Hépatite C




Thematique:
Hépatite C26e Journées francophones de pathologie digestive 23-27 mars, Nantes

Hépatite virale C:

les conclusions de la dernière conférence de consensus

Après la première conférence de consensus sur l'hépatite C qui s'est tenue en France en 1997 et une deuxième conférence européenne en 1999, les évolutions thérapeutiques ont conduit à réviser les modalités de la prise en charge. Une troisième conférence vient de se dérouler à Paris. Les conclusions du jury, présidé par le Pr Eric Lerebours, viennent d'être dévoilées à la presse. Elles devraient permettre d'améliorer la prise en charge des malades et l'accès aux soins qui sont deux éléments essentiels du nouveau plan gouvernemental de lutte contre l'infection VHC mis en place en février 2002. Cet article n'a pas la prétention de donner l'exhaustivité des conclusions de la conférence mais souligne quelques points importants.

Le traitement de l'hépatite C s'adresse aux porteurs chroniques du VHC (présence d'ARN viral) avec pour objectifs principaux, l'éradication virale et la stabilisation ou la régression des lésions hépatiques. Les progrès thérapeutiques réalisés au cours des dernières années ont permis d'améliorer l'efficacité des traitements. La réponse virologique est passée de 10% avec l'interféron standard en monothérapie à plus de 50% avec la bithérapie interféron pégylé et ribavirine ; l'efficacité est même de 80% pour les génotypes 2 et 3.

Deux situations opposées illustrent les difficultés rencontrées aujourd'hui dans la prise en charge des malades :

- dans les formes minimes la question posée est l'utilité d'un traitement ayant pour seul objectif l'éradication de l'infection indépendamment de son effet sur le foie ;

- dans les situations plus graves avec fibrose extensive, voire cirrhose, en cas de résistance virologique au traitement, se discute au contraire un traitement â« d'entretien â» visant à limiter la progression de la fibrose et le risque de survenue de carcinome hépatocellulaire.

A qui s'adresse le traitement antiviral ?

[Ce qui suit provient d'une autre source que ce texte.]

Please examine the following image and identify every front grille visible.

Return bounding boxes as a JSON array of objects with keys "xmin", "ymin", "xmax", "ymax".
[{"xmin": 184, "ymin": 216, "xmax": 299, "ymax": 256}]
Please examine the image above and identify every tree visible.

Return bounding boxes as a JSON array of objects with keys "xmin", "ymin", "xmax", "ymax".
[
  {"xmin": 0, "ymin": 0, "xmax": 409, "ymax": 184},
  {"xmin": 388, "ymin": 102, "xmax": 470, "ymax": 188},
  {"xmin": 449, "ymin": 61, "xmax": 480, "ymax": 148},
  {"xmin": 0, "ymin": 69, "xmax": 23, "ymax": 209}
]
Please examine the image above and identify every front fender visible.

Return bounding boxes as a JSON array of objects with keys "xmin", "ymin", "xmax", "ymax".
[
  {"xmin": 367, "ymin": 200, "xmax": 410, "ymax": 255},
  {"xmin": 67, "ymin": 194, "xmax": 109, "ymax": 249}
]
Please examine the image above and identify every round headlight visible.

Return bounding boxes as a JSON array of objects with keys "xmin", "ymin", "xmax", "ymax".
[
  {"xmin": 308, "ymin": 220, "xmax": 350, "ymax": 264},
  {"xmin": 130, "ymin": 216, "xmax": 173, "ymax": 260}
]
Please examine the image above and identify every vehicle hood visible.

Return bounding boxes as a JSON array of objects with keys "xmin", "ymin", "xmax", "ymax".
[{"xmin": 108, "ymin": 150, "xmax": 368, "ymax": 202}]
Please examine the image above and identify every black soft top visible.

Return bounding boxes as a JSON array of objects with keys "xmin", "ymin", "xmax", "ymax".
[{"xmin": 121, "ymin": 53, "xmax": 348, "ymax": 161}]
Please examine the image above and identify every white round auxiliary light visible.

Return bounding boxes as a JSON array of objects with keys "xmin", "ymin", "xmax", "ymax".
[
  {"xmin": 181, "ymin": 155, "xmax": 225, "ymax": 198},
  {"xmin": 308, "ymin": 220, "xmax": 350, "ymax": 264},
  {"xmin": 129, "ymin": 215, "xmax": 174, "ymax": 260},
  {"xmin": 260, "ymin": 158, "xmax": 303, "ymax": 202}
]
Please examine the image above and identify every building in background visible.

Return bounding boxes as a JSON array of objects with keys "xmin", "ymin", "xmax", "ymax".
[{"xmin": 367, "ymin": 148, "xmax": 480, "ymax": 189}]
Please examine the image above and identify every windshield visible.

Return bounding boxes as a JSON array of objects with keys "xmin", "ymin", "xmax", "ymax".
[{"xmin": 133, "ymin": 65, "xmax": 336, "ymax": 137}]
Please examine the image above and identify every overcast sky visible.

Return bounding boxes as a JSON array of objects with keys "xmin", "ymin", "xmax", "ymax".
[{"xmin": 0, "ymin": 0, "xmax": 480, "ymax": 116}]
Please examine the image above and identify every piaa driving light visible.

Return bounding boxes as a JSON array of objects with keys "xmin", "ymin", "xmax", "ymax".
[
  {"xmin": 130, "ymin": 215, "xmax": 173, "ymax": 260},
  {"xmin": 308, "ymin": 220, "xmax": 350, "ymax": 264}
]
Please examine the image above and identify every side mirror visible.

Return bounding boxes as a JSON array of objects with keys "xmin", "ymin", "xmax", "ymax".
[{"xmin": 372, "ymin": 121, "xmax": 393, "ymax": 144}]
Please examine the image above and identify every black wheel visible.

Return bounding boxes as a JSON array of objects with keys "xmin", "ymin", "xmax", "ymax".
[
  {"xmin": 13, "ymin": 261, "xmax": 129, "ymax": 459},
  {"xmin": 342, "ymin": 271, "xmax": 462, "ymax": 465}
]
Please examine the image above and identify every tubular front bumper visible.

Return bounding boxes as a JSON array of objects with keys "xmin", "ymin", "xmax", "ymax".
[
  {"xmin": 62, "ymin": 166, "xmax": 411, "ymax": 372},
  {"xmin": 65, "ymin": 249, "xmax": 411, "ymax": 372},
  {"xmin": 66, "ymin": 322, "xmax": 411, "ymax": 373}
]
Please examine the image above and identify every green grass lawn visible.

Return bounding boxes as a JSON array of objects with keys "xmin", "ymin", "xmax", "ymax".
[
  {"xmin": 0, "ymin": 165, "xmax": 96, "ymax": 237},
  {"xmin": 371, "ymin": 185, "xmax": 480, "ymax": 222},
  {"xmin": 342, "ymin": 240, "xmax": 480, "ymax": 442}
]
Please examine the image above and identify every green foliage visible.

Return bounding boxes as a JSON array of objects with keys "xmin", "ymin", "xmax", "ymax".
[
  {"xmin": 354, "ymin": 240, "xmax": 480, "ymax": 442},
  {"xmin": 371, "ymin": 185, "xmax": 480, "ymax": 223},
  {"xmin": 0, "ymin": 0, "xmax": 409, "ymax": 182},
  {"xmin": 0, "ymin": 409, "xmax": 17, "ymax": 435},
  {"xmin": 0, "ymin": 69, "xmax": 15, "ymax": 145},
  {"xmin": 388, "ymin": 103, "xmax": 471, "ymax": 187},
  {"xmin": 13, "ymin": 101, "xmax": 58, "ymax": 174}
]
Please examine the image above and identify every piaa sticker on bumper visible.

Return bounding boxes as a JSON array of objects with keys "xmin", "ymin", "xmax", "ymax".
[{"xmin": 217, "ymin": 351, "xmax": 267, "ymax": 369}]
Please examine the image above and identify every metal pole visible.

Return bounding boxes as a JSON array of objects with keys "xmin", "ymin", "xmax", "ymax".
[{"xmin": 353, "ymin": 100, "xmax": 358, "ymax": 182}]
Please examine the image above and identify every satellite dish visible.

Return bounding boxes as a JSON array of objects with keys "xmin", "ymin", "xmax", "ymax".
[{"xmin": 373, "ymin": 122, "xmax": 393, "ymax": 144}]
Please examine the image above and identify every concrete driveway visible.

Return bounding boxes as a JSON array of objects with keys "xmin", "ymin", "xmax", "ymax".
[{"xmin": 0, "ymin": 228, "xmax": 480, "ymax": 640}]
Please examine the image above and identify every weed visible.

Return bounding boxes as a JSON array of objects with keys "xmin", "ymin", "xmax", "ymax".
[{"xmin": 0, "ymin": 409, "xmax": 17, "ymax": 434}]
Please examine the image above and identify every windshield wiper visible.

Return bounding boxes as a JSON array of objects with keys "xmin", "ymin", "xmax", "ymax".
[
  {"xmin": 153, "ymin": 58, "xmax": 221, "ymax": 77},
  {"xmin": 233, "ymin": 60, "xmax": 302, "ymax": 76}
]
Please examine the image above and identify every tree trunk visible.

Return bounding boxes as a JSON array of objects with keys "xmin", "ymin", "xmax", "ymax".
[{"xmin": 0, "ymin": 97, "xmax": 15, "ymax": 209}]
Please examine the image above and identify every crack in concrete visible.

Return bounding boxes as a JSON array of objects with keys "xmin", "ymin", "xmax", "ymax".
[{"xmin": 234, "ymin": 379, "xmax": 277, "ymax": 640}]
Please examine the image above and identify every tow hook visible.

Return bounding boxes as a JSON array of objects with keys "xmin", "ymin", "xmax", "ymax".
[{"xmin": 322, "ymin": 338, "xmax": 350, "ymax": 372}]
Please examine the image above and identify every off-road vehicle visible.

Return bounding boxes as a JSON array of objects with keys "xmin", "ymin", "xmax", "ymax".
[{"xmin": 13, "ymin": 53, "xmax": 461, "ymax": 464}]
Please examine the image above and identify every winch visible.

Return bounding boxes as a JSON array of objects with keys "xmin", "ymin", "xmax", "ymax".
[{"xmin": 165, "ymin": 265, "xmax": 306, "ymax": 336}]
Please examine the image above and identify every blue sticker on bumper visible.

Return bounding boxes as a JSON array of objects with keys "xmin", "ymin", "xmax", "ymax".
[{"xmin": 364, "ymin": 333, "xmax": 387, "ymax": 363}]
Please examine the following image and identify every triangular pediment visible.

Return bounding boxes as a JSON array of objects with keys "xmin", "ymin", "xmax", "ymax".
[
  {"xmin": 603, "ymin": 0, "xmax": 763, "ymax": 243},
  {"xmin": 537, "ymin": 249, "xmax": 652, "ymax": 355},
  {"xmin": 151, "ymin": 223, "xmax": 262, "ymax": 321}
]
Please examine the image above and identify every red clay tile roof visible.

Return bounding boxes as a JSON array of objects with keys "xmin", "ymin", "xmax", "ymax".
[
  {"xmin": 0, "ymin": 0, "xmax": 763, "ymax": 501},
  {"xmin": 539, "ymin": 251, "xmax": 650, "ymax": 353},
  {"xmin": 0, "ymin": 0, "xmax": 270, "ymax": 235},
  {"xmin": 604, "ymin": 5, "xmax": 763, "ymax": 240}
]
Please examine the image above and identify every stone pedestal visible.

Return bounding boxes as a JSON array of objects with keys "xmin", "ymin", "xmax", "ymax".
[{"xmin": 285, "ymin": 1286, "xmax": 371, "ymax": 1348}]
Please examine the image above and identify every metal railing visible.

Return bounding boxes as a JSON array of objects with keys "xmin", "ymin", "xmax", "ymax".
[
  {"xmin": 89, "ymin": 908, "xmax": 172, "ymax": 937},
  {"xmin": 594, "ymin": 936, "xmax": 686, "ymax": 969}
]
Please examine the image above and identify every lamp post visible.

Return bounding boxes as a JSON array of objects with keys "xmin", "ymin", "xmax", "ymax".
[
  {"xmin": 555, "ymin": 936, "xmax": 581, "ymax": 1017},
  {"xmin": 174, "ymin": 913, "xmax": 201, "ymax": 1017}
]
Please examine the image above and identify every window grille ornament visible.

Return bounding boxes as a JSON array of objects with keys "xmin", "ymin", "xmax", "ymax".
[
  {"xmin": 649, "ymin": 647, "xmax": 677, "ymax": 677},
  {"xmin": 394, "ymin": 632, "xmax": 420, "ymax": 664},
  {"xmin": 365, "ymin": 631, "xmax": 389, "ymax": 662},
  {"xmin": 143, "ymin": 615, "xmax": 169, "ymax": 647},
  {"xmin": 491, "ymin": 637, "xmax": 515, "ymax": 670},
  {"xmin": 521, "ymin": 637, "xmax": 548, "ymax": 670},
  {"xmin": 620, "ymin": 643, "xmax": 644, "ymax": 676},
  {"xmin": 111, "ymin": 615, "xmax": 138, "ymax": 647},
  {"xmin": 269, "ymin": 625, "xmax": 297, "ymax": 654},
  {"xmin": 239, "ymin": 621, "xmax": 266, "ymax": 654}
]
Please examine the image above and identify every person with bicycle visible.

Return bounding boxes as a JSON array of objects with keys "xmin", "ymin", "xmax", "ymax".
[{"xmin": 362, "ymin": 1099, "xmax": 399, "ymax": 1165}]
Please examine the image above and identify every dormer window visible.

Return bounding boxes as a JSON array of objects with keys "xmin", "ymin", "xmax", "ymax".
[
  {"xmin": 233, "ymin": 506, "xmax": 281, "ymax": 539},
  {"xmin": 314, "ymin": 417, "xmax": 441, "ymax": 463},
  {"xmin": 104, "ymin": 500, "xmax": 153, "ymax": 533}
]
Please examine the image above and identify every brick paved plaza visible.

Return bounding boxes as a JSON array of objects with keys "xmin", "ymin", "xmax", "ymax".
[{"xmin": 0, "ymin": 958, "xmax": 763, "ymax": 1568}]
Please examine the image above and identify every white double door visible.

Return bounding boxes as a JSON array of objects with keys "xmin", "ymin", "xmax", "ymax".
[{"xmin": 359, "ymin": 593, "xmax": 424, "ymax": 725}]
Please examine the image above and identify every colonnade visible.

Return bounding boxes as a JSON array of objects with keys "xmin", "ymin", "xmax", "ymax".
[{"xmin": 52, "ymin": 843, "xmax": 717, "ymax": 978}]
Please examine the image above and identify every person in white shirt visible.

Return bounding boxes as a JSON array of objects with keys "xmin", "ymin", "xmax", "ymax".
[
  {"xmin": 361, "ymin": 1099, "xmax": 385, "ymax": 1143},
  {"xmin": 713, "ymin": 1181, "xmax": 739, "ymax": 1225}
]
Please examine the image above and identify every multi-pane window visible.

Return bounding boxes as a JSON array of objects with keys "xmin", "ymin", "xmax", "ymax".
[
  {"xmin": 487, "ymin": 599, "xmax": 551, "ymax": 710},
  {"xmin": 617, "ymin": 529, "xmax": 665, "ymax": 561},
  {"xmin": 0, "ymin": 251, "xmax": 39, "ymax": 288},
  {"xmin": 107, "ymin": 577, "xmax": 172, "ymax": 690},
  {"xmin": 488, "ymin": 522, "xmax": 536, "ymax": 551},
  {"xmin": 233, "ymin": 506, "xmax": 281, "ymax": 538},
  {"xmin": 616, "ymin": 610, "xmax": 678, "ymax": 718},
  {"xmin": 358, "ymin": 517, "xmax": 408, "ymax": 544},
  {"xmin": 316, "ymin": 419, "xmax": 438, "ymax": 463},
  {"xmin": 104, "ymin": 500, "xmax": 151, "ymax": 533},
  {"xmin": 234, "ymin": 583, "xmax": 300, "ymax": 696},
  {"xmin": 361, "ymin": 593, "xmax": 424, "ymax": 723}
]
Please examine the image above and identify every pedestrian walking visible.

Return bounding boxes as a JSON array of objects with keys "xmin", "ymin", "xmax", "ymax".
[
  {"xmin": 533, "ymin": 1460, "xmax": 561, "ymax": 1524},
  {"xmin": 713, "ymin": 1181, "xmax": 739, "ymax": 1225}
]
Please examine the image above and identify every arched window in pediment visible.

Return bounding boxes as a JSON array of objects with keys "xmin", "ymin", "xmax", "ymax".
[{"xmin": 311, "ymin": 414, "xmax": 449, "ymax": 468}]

La décision de traiter doit tenir compte du sexe masculin, de l'âge élevé au moment de la contamination, d'une intoxication alcoolique et de la coïnfection VHC-VIH, facteurs associés à une progression rapide de la fibrose. Pour le jury de la conférence de consensus, le traitement s'adresse aux porteurs chroniques du VHC (présence de l'ARN viral) avec deux objectifs principaux, le premier est l'éradication du virus, le second est de prévenir, de stabiliser, voire de faire régresser les lésions hépatiques. Les indications thérapeutiques se déclinent en fonction de la sévérité de l'hépatite qui est définie principalement par le degré de fibrose à la PBH. Le patient jamais traité atteint d'une hépatite modérée à sévère, c'est-à-dire présentant une hépatite au stade F2 ou F3 de fibrose (score METAVIR)), est une indication au traitement. Chez le patient atteint de cirrhose (score METAVIR F4), le traitement vise non seulement à obtenir une réponse virale prolongée mais aussi à stabiliser la maladie et à éviter l'évolution vers l'hépatocarcinome. En l'absence d'une réponse virologique, un traitement d'entretien par l'interféron peut être proposé pour ralentir la progression de la fibrose chez les patients ayant une réponse biochimique (normalisation des transaminases). Cette indication qui se situe en dehors de l'AMM n'est pas encore validée et le jury recommande que ces malades soient traités dans la mesure du possible dans le cadre d'essais thérapeutiques. En revanche, le traitement antiviral est contre-indiqué en cas de cirrhose décompensée.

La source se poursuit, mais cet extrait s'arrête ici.